幼稚園の頃、好きな男の子がいてよく休み時間に遊んでいた。
わたしが度々家で名前を出すので、親にはすぐに気づかれた。
「あれは長男だからダメだ。どうしてもっていうんなら、思いっきり惚れさせてから、わたしは名前が変えられないからって言って家に婿に連れてこい。」
よく分からないけどそういうことを親に言われるのは気持ち悪いと思った。言われてすごく嫌だった。
そうだった。好きと結婚はわたしにとって別ものなんだ。
わたしは家のために相手を探すんだ。
相手のことはその条件でしか見ちゃいけないんだ。
わたしが忘れて好きになったからこんなこと言われたんだ。
だからこの嫌な気持ちはわたしのせい。
素直だったわたしは、その時の気持ちから、もう無駄なことだから誰かを好きと思わないようにしようと思った。

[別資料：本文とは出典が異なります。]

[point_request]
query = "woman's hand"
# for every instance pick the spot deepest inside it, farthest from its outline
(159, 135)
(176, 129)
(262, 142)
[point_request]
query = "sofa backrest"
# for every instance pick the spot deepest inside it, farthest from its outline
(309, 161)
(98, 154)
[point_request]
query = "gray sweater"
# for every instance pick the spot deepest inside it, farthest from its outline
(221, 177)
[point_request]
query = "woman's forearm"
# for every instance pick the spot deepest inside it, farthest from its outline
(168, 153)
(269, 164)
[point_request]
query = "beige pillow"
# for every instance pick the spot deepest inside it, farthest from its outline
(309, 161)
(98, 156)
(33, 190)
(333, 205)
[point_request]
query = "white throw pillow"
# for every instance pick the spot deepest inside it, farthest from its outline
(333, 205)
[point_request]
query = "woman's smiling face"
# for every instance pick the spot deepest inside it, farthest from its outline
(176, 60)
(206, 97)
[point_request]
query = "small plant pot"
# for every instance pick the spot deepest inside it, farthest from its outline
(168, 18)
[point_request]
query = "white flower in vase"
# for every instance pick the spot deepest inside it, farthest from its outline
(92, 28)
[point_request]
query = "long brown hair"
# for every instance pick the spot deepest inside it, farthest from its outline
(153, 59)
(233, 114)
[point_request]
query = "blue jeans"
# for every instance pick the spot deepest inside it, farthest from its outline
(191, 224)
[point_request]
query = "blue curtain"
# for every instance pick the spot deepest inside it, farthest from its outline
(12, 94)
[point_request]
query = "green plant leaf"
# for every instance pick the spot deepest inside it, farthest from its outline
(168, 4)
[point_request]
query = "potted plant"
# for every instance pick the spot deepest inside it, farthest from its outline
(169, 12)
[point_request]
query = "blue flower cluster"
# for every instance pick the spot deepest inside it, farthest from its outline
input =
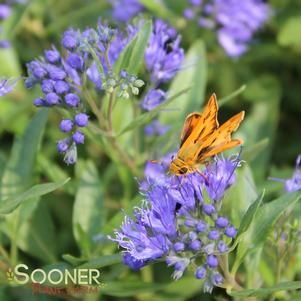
(5, 12)
(235, 21)
(294, 183)
(63, 78)
(181, 222)
(163, 58)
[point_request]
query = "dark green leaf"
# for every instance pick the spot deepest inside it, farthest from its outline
(192, 75)
(9, 204)
(88, 210)
(149, 116)
(128, 289)
(285, 286)
(101, 262)
(132, 56)
(249, 215)
(260, 227)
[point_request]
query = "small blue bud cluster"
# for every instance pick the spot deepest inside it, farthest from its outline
(59, 78)
(178, 224)
(6, 8)
(64, 76)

小学生になる頃にはテレビの話や親戚、親同士の会話から結婚の情報を集めていった。
当時の自分にとってずっと大きな課題だったから。
名前を変えずに結婚できる女性がどれほど少ないかがまず分かった。
女性側が名前を変えた場合、相手の家のものになったように扱われどんなに酷い目に遭うか分からないなど。
親が名前を変えるなと言った理由も実家を継ぐだけではなく、わたしを守る意味もあるのではないかとも思った。

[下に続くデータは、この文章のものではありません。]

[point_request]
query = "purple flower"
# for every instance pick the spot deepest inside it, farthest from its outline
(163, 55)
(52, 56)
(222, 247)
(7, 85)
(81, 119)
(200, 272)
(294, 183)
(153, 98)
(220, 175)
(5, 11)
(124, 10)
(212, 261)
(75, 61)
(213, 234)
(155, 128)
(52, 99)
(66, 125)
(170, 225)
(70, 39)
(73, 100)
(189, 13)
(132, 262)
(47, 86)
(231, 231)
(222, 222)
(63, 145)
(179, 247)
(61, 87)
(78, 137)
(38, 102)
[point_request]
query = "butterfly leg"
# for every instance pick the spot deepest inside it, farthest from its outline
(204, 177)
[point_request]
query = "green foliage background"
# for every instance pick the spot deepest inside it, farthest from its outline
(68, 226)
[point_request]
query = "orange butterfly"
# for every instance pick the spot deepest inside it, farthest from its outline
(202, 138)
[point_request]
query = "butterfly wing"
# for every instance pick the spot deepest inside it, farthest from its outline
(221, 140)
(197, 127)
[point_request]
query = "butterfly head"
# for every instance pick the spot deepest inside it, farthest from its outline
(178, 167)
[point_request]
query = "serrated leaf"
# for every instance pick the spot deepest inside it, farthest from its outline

でも自分が名前を変えずに結婚できる女性になれるとは思えなかった。
また、小学生の低学年の頃、祖父が不倫をした。
その裁判で家族の精神は滅茶苦茶になった。
祖父を誘惑したとされる女性を恨むことばにぐちゃぐちゃに溺れる親を見て、
わたしは女性らしい部分、男性を魅了する努力に見える部分は、もし持てば嫌われると感じてこわくなった。
眉を整えるハサミがほしいのも、足の毛を剃りたいのも、淡く色がつくリップクリームがほしいのも親に言ってはいけない。
お小遣いもない家だったからこっそり買うこともできない。
自然に湧く気持ちを押さえ、長めのスカートと靴下で足を隠し、前髪で眉を隠し、とにかく目立たないように気をつけた。
私服も親に頼んで買ってもらうしかなかったが、できるだけ地味なものか男性的なものを選んだ。
私にはほんとうに自分が無かった。
大人はこれを読んで不思議に思うかもしれない。
でも家が世界の中心である未成年には家の中の立場は何より大事だ。
わたしの性別が女性だったから。
いつか婿を取り家を継ぐ存在としてあり続けないと衣食住を与えられている権利がないと感じてしまう。
また期待に応えないとさらに立場がなくなる。
でも親から読み取ったメッセージは、男性的であること、男性に媚びるように見える行動を取らないことだった。
それを守る自分を客観的に見て、わたしは結婚ができそうにないと思った。
家族には好かれても、1番重要な、結婚して跡を継ぐことができない存在に成長したのではととてもこわくなった。
大切な人に会うまでの27年間はずっと自分を責めている気持ちがあった。